I’ve already tried a black Taylor made cover and first hot rainy day it stained my upholstery. Apparently this isn’t a common thing for these covers but have to rule them out since I already have a useless one sitting under the deck.



Captsammymcche said:


> Hey y’all, anybody gotten their 2021 beavertail mosquito scanned for a custom cover or know or a shop that already has the measurements?
> 
> OR a generic cover nice enough that you’d recommend going that route? It’s 18’ with a bit less than a 6ft beam. Poling platform and hopefully will have a casting platform eventually, but get I’ll probably have to take that off for cover. Boat for reference:2021 Beavertail Mosquito


----------



## Padre (Jul 29, 2016)

I use this cover for my Mosquito. But when I bought it 2 years ago it was only $89. So yes, I have had this for 2 years and it is still going. I just got another center console offshore boat and I am about to buy another one for it. It is not a perfect fit but it covers the whole boat including the motor and poling platform. I would not drive with it. But for that price, I would buy one every year.


----------



## Padre (Jul 29, 2016)

Guess I should have attached the cover: https://www.amazon.com/gp/product/B07CG4T27S/ref=ppx_yo_dt_b_asin_title_o05_s00?ie=UTF8&psc=1


----------



## Bonesonthebrain (Jan 2, 2020)

Carver covers are nice and reasonably priced relative to a custom cover. Not sure why people get dark colored covers, a custom dark blue cover came with the used Vengeance I bought, on any sunny day with decent temperatures it is like an oven. Use white covers on both of my boats and is significantly cooler. I will only use the dark colored custom cover in the middle of the winter when temperatures will be below freezing.

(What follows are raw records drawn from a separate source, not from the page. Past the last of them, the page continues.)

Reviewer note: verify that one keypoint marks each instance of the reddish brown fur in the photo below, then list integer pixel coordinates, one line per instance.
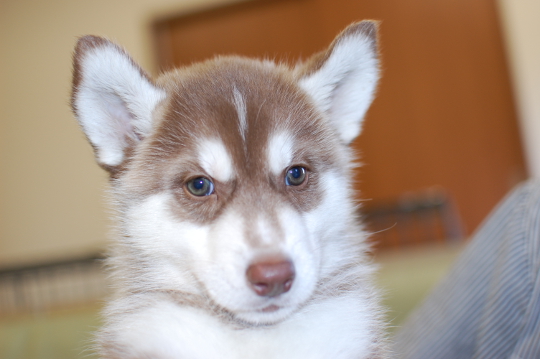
(200, 106)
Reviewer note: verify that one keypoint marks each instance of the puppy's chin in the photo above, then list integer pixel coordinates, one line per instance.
(269, 315)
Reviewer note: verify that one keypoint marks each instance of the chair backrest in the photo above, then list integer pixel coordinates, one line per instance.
(424, 217)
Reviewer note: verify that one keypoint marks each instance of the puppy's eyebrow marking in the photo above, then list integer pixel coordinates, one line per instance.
(240, 106)
(280, 151)
(215, 159)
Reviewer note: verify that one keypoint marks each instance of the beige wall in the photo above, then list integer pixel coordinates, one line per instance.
(521, 25)
(51, 191)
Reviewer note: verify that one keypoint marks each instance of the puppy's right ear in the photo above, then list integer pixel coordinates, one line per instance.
(113, 99)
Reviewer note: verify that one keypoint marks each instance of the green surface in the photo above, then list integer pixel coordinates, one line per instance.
(406, 277)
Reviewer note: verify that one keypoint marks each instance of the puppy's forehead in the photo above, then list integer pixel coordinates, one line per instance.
(251, 112)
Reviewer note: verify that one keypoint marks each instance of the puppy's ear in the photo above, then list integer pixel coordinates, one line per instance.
(113, 99)
(342, 80)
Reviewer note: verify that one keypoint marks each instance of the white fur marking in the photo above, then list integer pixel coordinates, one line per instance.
(345, 85)
(280, 152)
(114, 102)
(215, 159)
(240, 106)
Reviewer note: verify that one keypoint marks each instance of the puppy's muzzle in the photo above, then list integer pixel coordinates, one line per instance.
(271, 277)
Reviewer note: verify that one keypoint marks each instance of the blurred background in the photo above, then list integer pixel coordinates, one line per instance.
(455, 125)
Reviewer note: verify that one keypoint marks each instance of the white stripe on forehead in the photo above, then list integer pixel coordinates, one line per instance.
(280, 151)
(215, 160)
(240, 106)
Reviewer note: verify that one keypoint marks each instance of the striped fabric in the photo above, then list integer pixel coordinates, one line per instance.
(489, 305)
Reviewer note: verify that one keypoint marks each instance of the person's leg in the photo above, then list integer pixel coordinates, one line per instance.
(489, 304)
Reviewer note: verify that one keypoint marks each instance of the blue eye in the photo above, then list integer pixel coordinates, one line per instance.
(295, 176)
(200, 187)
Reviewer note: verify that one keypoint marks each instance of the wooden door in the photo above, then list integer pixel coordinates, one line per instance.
(444, 114)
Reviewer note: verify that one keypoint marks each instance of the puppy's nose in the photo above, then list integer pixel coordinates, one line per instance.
(270, 278)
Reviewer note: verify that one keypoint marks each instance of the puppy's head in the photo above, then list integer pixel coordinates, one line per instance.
(232, 176)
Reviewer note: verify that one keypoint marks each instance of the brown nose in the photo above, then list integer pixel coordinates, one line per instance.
(270, 278)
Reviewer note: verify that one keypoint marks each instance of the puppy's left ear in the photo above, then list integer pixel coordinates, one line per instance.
(342, 80)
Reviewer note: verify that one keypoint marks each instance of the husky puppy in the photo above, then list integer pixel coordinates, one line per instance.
(236, 227)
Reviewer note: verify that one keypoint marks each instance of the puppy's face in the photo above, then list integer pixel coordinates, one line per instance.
(231, 175)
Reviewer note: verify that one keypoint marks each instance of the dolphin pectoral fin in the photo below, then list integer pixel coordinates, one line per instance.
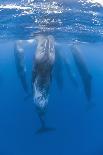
(45, 130)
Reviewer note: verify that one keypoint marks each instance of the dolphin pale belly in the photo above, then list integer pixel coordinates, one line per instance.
(20, 64)
(83, 71)
(43, 62)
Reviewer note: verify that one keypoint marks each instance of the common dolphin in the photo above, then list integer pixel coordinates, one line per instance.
(61, 64)
(83, 71)
(43, 62)
(20, 63)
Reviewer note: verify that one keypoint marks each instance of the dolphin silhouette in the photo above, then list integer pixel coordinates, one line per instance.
(83, 71)
(43, 63)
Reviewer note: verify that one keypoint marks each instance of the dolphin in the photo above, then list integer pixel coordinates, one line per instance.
(83, 71)
(61, 64)
(20, 64)
(43, 63)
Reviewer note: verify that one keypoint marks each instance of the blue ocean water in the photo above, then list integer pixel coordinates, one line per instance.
(77, 121)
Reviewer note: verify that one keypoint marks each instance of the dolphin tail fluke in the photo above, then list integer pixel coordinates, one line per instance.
(44, 130)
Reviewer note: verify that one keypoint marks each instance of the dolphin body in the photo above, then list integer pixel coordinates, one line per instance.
(20, 64)
(83, 71)
(61, 64)
(43, 62)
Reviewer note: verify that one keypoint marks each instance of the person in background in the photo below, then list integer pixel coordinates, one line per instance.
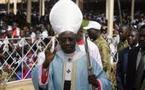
(67, 69)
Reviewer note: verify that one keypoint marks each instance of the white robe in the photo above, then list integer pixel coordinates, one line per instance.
(79, 79)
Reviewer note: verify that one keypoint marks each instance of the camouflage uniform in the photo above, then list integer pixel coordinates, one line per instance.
(105, 57)
(104, 52)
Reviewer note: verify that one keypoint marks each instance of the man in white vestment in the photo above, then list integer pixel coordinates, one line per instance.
(67, 68)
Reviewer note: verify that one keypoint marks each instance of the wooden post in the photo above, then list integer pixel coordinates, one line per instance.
(29, 2)
(110, 17)
(132, 9)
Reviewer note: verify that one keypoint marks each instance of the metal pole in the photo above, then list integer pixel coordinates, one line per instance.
(120, 14)
(8, 8)
(107, 5)
(43, 7)
(110, 17)
(15, 7)
(29, 2)
(40, 7)
(132, 9)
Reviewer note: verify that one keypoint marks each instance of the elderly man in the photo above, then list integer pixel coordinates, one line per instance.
(121, 70)
(68, 69)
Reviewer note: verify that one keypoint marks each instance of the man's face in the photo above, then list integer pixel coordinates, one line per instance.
(132, 38)
(67, 42)
(142, 39)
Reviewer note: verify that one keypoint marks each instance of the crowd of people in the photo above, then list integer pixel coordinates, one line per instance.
(120, 58)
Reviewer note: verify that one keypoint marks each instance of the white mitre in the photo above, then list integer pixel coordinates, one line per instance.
(65, 16)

The Carver I have for my Vengeance covers the poling platform, engine and casting platform, actually the casting platform helps it shed water better, no need to take if off.


----------



## TallTom (Dec 28, 2021)

Wondering about a cover also for my BT Mosquito also. Have jerry rigged one for now using schedule 40 pvc and heavy duty tarp. Looked at custom covers but big $$$. May just purchase a metal carport as a more permanent solution this spring.


----------



## Padre (Jul 29, 2016)

I have had this on my Mosquito for the last 2 years and works fine for a driveway cover. I had one on my Ankona before that. https://www.amazon.com/gp/product/B07CG4T27S/ref=ppx_yo_dt_b_asin_title_o05_s00?ie=UTF8&psc=1


----------



## Garret (Jan 27, 2018)

Padre said:


> I have had this on my Mosquito for the last 2 years and works fine for a driveway cover. I had one on my Ankona before that. https://www.amazon.com/gp/product/B07CG4T27S/ref=ppx_yo_dt_b_asin_title_o05_s00?ie=UTF8&psc=1


You got the model d for your mosquito?


----------



## Captsammymcche (Sep 16, 2020)

Garret said:


> You got the model d for your mosquito?












I ended up going with a generic cover from covers direct. My mosquito is the one on the right. Fits pretty well. No complaints.

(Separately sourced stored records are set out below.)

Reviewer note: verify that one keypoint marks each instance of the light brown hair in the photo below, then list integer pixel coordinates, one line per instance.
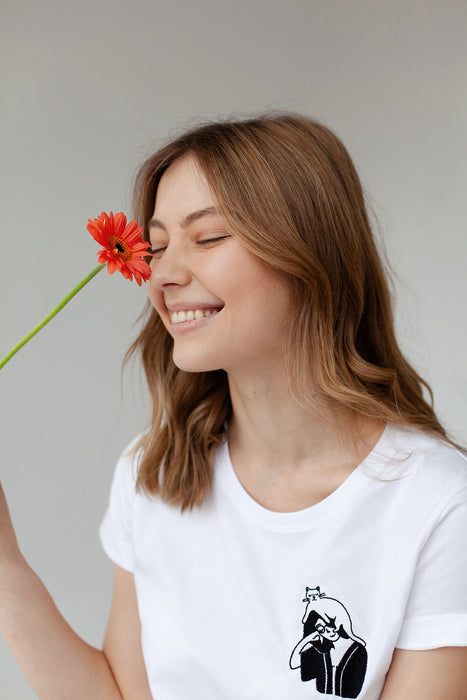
(288, 190)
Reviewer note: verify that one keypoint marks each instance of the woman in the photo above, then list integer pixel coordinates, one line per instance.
(290, 445)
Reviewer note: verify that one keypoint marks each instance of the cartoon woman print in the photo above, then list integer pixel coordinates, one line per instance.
(329, 651)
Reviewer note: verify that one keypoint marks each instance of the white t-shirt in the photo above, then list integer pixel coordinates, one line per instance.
(241, 603)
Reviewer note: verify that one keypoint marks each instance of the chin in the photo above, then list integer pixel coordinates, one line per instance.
(193, 364)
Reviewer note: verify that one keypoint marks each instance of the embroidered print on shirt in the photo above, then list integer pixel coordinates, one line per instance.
(329, 652)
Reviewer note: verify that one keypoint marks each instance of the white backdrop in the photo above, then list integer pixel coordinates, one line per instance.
(90, 88)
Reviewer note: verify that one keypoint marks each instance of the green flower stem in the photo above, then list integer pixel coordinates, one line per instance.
(50, 316)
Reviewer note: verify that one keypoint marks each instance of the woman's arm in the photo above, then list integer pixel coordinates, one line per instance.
(436, 674)
(122, 644)
(58, 664)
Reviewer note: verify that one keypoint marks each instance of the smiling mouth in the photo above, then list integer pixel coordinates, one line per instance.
(194, 315)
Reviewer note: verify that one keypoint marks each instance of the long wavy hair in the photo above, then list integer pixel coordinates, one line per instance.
(288, 190)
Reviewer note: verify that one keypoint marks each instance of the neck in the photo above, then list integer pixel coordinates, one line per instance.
(277, 446)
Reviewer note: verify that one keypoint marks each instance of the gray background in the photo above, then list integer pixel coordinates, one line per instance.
(90, 88)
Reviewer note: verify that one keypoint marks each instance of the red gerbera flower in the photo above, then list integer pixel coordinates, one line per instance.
(123, 245)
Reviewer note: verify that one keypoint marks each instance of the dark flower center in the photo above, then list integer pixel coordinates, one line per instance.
(119, 248)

*to-Fit® Boat Cover*​*Price*​










*Color: *







Khaki
Part#: 71318NS 
*Made to Order: 30-35 standard business days*

Dimensions: (L x W) 18'6" x 85"
Boat Style: V-hull Center Console Shallow Draft Fishing Boat with Poling Platform - Narrow Series
Motor: Outboard
Material: Sun-DURA


----------



## Garret (Jan 27, 2018)

Captsammymcche said:


> View attachment 209232
> 
> 
> I ended up going with a generic cover from covers direct. My mosquito is the one on the right. Fits pretty well. No complaints.
> ...


That looks great. Did it really take 30-35 business days?


----------



## Padre (Jul 29, 2016)

Garret said:


> You got the model d for your mosquito?


Yes.


----------



## Garret (Jan 27, 2018)

Padre said:


> Yes.


Nice - I'm going to order this for $123.82 and will be delivered by 11am tomorrow AM. Thanks for this quick response.

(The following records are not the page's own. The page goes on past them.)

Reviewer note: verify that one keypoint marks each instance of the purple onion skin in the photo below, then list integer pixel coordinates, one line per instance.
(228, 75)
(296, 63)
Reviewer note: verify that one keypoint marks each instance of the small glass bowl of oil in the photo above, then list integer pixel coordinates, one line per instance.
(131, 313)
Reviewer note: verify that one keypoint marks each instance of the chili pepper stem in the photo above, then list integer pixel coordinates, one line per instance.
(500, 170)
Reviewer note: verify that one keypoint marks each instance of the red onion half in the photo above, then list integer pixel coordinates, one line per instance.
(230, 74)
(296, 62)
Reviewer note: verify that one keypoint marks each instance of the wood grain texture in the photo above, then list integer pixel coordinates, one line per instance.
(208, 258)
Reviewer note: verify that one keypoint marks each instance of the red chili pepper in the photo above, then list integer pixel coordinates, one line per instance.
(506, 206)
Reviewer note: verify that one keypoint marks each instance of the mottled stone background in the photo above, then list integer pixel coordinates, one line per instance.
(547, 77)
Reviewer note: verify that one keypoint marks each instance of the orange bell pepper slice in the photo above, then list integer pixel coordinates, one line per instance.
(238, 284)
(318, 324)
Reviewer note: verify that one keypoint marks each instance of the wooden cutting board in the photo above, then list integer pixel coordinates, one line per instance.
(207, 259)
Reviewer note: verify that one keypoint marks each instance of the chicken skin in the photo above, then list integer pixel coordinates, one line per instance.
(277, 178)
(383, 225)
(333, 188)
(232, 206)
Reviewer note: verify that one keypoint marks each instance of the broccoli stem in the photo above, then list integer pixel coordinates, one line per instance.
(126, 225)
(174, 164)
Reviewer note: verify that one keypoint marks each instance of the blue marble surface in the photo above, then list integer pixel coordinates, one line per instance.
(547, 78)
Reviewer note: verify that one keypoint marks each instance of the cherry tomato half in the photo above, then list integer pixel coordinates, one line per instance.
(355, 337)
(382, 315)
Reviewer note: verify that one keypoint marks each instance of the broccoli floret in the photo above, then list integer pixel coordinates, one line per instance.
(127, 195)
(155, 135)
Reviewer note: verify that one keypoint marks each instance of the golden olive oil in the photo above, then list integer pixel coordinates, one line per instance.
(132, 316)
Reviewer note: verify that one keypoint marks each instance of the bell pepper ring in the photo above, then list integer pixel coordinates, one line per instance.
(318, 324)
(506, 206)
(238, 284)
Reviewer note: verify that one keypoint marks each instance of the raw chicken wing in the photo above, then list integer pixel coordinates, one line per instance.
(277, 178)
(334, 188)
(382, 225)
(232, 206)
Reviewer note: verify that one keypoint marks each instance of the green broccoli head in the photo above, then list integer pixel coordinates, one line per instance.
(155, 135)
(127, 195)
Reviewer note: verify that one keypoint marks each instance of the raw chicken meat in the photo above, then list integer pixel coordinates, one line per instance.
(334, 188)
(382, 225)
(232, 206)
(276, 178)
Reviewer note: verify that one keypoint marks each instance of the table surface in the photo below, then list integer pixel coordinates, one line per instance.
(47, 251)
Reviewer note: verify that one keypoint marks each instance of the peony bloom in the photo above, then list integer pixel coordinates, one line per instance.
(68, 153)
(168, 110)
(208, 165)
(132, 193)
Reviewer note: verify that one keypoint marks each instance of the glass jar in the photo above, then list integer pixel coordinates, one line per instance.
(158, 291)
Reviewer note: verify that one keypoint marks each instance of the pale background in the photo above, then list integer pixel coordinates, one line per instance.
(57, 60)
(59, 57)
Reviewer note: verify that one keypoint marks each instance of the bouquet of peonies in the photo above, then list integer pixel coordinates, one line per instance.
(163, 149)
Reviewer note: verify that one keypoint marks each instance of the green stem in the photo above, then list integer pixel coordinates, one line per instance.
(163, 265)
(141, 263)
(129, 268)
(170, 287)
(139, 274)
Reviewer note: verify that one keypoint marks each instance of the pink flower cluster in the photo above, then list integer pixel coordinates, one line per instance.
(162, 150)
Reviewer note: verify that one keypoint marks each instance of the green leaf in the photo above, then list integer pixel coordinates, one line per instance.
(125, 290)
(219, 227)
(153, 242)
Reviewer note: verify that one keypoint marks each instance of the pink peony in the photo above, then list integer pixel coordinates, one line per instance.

There is a possibility I can have it garaged in the next few weeks so don't want to spend hundreds more on the other cover provided by Captsammymcche. If my skiff ends up not getting garaged, I will defiantly look into the covers direct version.


----------



## Padre (Jul 29, 2016)

Garret said:


> Nice - I'm going to order this for $123.82 and will be delivered by 11am tomorrow AM. Thanks for this quick response.
> 
> There is a possibility I can have it garaged in the next few weeks so don't want to spend hundreds more on the other cover provided by Captsammymcche. If my skiff ends up not getting garaged, I will defiantly look into the covers direct version.


It is definitely worth the money. I have had mine for 2.5 years. Yes it shows signs of degradation but it hasn't ripped yet and it has done it's job. I did however, just buy a new house in April with a huge garage which I keep both my boats in, so now I only keep the cover for when i go on vacation or something. I always cover my boat. I think you will be satisfied with it.


----------